室町時代(1336~1573)中期に成立した浄瑠璃と、人形遣いの芸が結び付いて成立した人形芝居。桃山時代(1582~1603)、琵琶法師の流れである京都の目貫屋長三郎(めぬきやちょうざぶろう)と、淡路の人形遣い・引田淡路掾(ひったあわじのじょう)が結び付いたことに始まるとされる。伴奏の楽器には、琉球からもたらされた蛇皮線(じゃびせん)を改良した三味線が取り入れられた。最初は、寺社境内や掛小屋芝居だったが、次第に常設劇場での興行となる。人形浄瑠璃が飛躍的に発展したのは、貞享3年(1686)、竹本義太夫が大坂の劇作家・近松門左衛門(ちかまつもんざえもん)の『出世景清(しゅっせかげきよ)』を竹本座で演じて以降のことで、近松は、その後も『国性爺合戦(こくせんやかっせん)』『曾根崎心中』などのヒット作を書き、義太夫が語って大人気を博した。

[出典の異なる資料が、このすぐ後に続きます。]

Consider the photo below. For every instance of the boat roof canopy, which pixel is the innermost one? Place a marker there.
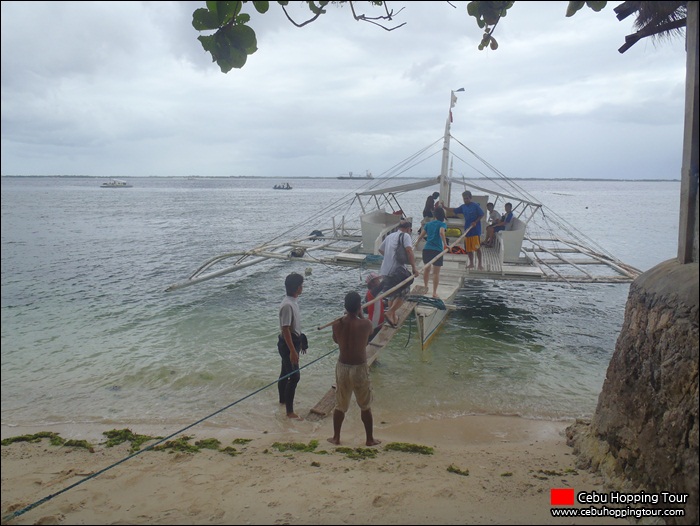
(402, 188)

このころの人形は一人遣いだったが、近松の死後に三人遣いが考案され、現代に至っている。宝暦(1751~64)のころには舞台装置に新しい工夫がなされ、黄金時代となり、歌舞伎をしのぐ人気を誇った。人形浄瑠璃のことを文楽というのは、安政3年(1856)、大坂の植村文楽が文楽座を開設し、多くの名人が出たためである。現在は、文楽協会によって、東京と大阪の国立劇場で興行されている。
浄瑠璃(じょうるり)
室町時代(1336〜1573)中期に成立した、三味線を伴奏楽器に、物語などを語る興行。